Hace unos años, un conocido sociólogo argentino, tuvo la oportunidad de entrevistar a Fidel Castro. Cuando le pidió que se sacaran una foto, el Comandante lucía un conjunto de Adidas. El entrevistador le comentó que estaba usando la marca del imperialismo. Fidel le contestó: "ay chico, yo ya estoy más allá de eso".
Cada vez que un militante usa un Iphone, muere un hada en alguna parte de Argentina. Una oda al ascetismo que poco tiene que ver con el peronismo.
Y acá sí es importante decir: la militancia que pasó a formar parte de las filas del Estado, especialmente a partir del 2006/2007, y haciendo una “trayectoria laboral”, como sugiere la nota, lo hizo en condiciones de precariedad laboral. Por eso, durante el macrismo, tantos compañeros se quedaron sin empleo. Porque los contratos eran frágiles. Y porque más allá de ese ímpetu de incorporar a la juventud a la vida pública e institucional, no se pudo lograr hacerlo en condiciones óptimas.

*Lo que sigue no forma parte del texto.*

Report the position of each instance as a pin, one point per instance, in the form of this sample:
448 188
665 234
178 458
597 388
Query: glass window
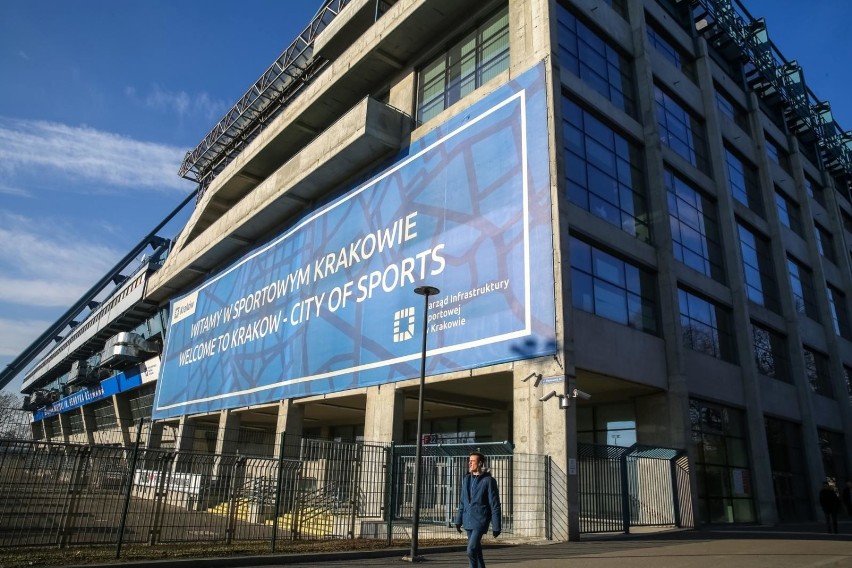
847 220
722 471
591 58
818 373
75 421
680 130
758 269
833 449
612 288
706 327
815 190
611 424
141 401
839 312
770 353
603 171
789 477
825 243
695 230
620 7
731 109
667 48
478 57
104 413
743 180
788 213
776 154
804 295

En otro tramo de la nota de Panamá, su autor habla sobre la lealtad. ¿En algún momento histórico no se ponderó la lealtad como un valor fundamental para construir con otros? “El militante estatal ya no era quien tensionaba el poder desde adentro, sino quien lo reproducía sin fisuras. La crítica dejó de ser una forma de compromiso y pasó a ser una amenaza”, dice Carpinetti. ¿En dónde era una amenaza la crítica? ¿Es solo una conclusión del autor o tiene evidencia de que esto realmente fuera así? Porque, reiteramos, es probable que haya habido quienes ejercieron el poder de una forma bruta, ¿pero es posible generalizar de este modo? ¿Por qué es tan fácil decir que no existían críticas?
Entendiendo esta reconfiguración que mencionamos más arriba de la militancia, ¿la única vía posible para el militante era ser quien tensionaba el poder? ¿Qué poder? ¿Los poderes fácticos contra los que el kirchnerismo batalló como pocos gobiernos? ¿O se refiere el autor al poder de quienes conducían el gobierno?

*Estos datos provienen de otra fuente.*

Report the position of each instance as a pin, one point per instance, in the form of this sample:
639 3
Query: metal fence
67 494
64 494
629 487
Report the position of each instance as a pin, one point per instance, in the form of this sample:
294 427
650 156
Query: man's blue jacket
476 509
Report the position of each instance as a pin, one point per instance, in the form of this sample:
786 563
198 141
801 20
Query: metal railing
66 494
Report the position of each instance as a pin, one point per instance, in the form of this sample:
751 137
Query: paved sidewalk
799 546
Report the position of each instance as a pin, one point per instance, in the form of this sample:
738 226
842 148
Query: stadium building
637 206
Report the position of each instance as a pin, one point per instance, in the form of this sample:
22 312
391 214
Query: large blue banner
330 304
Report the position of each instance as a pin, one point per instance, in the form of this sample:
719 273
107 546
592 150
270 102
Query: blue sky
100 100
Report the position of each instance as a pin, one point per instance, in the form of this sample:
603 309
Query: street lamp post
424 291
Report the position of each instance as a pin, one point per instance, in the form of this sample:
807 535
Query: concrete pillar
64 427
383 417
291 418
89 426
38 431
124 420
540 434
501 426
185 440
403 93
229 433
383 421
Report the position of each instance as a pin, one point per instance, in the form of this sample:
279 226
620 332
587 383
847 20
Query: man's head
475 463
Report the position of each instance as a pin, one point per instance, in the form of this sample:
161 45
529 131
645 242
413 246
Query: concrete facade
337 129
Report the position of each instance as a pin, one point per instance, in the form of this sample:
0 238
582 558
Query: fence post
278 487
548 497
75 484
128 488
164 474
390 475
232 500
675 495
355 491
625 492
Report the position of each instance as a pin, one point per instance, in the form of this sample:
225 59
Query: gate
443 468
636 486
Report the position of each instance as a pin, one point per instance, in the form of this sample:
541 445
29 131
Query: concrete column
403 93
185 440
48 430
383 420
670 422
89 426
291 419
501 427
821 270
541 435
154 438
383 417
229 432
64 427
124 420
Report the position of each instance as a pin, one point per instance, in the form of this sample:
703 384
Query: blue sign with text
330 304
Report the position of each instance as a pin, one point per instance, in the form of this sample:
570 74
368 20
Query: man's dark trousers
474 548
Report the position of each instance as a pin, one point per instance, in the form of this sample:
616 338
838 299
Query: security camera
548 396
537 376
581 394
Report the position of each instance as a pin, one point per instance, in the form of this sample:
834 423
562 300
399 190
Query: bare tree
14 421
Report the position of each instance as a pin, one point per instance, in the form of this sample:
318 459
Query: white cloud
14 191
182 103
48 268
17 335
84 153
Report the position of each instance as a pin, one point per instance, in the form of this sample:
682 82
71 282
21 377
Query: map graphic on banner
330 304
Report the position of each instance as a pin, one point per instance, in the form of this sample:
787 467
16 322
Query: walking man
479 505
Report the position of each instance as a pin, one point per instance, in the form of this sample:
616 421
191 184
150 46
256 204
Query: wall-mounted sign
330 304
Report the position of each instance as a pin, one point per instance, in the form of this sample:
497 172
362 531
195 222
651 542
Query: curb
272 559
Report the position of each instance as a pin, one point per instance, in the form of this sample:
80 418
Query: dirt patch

Hacia el final de la nota, el autor plantea la sospecha de que el “progresismo estatalizado se había convertido en el nuevo orden a conservar”.

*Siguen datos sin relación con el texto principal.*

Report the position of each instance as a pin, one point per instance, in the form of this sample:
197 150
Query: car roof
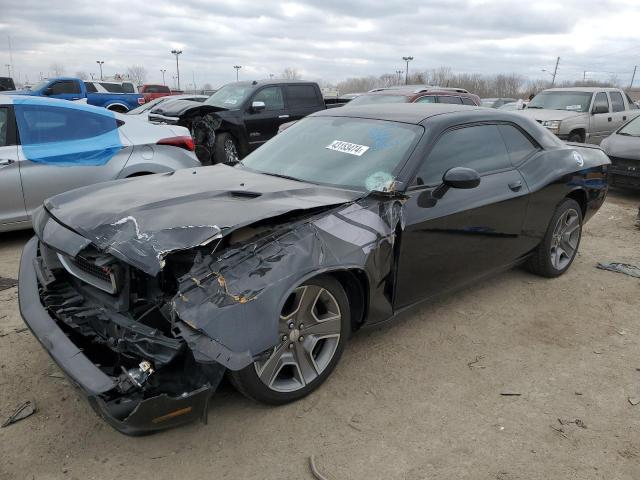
582 89
270 81
414 113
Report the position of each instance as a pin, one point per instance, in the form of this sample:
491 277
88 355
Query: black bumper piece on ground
148 415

Entendemos acá que el análisis del triunfo de Milei no puede soslayar a los gobiernos de Mauricio Macri y de Alberto Fernández. ¿O vamos a atribuir la derrota del 2023 a la casta militante de la década ganada?
Y aún así, ¿el principal problema del gobierno de Alberto Fernández fueron sus pocas medidas “progresistas” ejecutadas por las frágiles estructuras que pudieron permanecer en el Estado después del macrismo? ¿El Ministerio de las Mujeres, el DNI no binario y el aborto? ¿O fue el rumbo económico y la caída brutal del empleo registrado?
Para cerrar, y retomando al autor que plantea la necesidad de retomar la incomodidad como valor político. Quizás no se trate de estar incómodo, sino de sostener con uñas y dientes las banderas que nos trajeron hasta dónde estamos para verlas flamear en alto: la justicia social, la independencia económica, y la soberanía política. Pensarlas y adaptarlas a nuestra época, a nuestros tiempos, sin moralinas, con el ejemplo de los grandes pero no para que nos aplaste, sino para que nos potencie.